Eala MPs Suleiman Shabal, Kanini Kega, Winnie Odinga and Kennedy Musyoka.

Azimio la Umoja newly elected Eala MPs Suleiman Shabal, Kanini Kega, Winnie Odinga and Kennedy Musyoka.

Photo credit: Pool

Political parties could soon be edged out in the submission of lists of their preferred candidates to be elected to the East African Legislative Assembly (EALA).

A report by the parliamentary select committee recently formed to oversee the election of Kenya’s representatives to the Arusha-based assembly, has called for amendments to the EALA rules and procedures to give it enhanced roles in the election of members.

The committee wants its role to include inviting applications, vetting applicants, and presenting the final list of candidates to Parliament for voting and list of winners to EALA.

“The Election of Members of the Assembly, 2017, should be amended to enhance the role of the joint select committee, commencing with the invitation of applications to the submission of names to the East African Legislative Assembly,” reads the report.

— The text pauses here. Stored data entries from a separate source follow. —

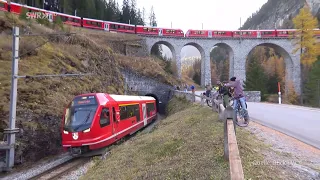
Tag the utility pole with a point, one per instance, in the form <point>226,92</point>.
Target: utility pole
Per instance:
<point>301,65</point>
<point>11,137</point>
<point>12,130</point>
<point>240,31</point>
<point>319,91</point>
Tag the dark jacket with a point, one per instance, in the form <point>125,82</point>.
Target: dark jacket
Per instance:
<point>238,91</point>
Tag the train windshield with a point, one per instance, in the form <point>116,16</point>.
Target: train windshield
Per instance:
<point>79,115</point>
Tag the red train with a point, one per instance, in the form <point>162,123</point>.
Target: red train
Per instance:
<point>243,33</point>
<point>96,120</point>
<point>137,29</point>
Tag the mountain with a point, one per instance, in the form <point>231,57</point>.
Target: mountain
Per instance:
<point>279,14</point>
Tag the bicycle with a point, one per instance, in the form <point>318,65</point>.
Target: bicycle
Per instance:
<point>209,101</point>
<point>240,114</point>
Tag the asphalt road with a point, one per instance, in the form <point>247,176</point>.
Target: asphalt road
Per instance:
<point>302,123</point>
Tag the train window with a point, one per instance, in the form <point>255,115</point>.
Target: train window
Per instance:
<point>113,26</point>
<point>63,18</point>
<point>150,108</point>
<point>267,32</point>
<point>114,114</point>
<point>129,111</point>
<point>104,117</point>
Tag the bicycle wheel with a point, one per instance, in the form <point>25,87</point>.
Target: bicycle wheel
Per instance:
<point>209,102</point>
<point>240,120</point>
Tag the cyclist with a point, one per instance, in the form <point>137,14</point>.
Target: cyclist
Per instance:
<point>224,92</point>
<point>208,90</point>
<point>238,95</point>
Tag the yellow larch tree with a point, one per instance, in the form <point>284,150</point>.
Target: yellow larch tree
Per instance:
<point>305,39</point>
<point>305,42</point>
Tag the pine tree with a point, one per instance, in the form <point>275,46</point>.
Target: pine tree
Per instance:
<point>312,89</point>
<point>305,41</point>
<point>152,18</point>
<point>256,78</point>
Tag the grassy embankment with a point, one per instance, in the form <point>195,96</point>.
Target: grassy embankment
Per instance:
<point>41,101</point>
<point>188,144</point>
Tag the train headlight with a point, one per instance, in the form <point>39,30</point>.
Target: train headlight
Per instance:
<point>87,130</point>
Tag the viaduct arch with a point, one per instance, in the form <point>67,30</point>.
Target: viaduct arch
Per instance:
<point>238,50</point>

Currently, the committee’s major functions include suggesting appropriate timelines for purposes of notifications, nominations and election of EALA, considering nominees, overseeing the election and reporting to both Houses of Parliament within stipulated timelines.

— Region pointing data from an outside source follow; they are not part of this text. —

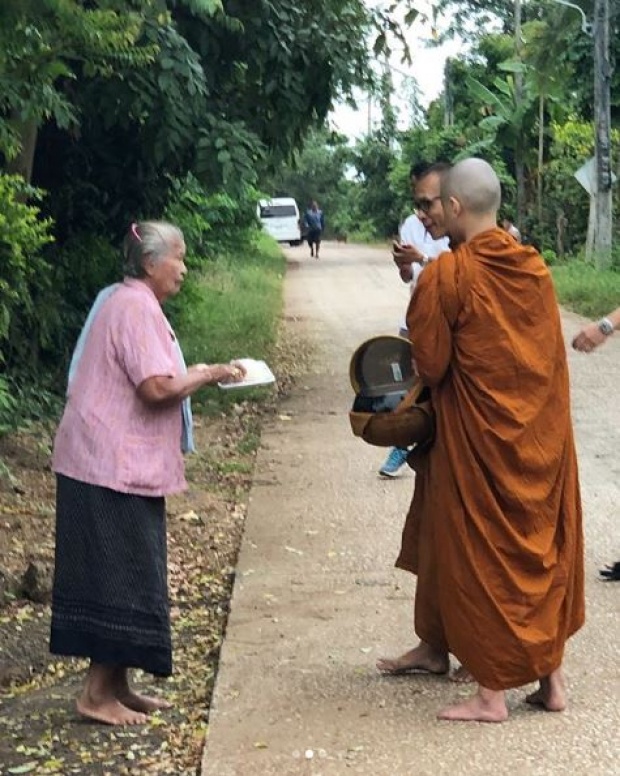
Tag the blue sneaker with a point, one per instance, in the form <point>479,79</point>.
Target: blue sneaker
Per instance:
<point>395,461</point>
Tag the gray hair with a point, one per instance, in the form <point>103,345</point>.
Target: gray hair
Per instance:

Upon election, winners are commissioned by the President before leaving for Arusha to start their sessions. Article 50 of the EALA treaty requires that representatives to the assembly are a face of various political parties represented in Parliament, various shades of opinion, gender and other special interest groups in the partner states.

In the election held in Kenya last November, Kenya Kwanza coalition, led by President William Ruto, bagged five slots, while Azimio la Umoja coalition party got four—totalling nine for Kenya.

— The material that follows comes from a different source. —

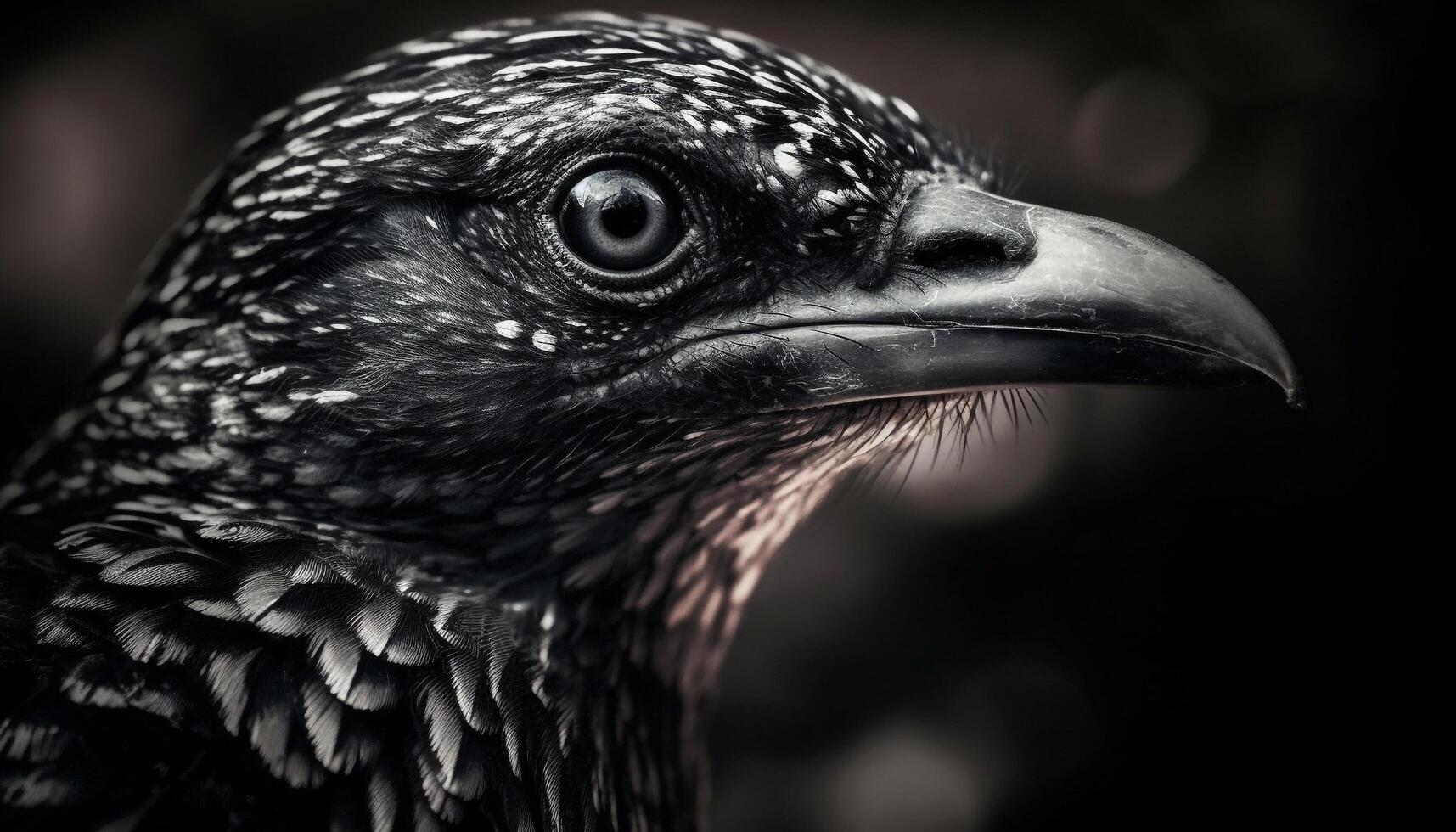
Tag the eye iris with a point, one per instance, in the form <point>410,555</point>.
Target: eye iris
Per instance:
<point>621,219</point>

Those elected included Kennedy Kalonzo, Winnie Odinga, Hassan Omar, David Sankok, Zipporah Kering and Falhadha Dekow. The others were Kieni MP Kanini Kega, Suleiman Shahbal and Godfrey Mwangi Maina.

The committee has also called for a review of the campaign method by nominees seeking to represent Kenya in EALA. It says the current campaign method favours former MPs and those familiar with the precincts of Parliament to the disadvantage of other qualified candidates.

Rule 14 of the EALA Elections, 2017, provides for campaigns by nominees who approach and seek the support of other MPs who hold the ultimate vote in the floor of the House. This rule gives former MPs undue advantage over other candidates who may not be well known within the corridors of Parliament but have requisite skills to represent Kenya in the regional assembly.

Due to this reason, the committee, which was co-chaired by Makueni senator Dan Maanzo and Kipipiri MP Wanjiku Muhia in the recent election of Kenya’s representatives, seeks to provide a level playing ground.

“Rule 14 on the campaigns be amended to include a framework that ensures all nominees, whether they are former Members of Parliament or not, have an equal opportunity to campaign,” it recommends, without specifics on how campaigns should be conducted.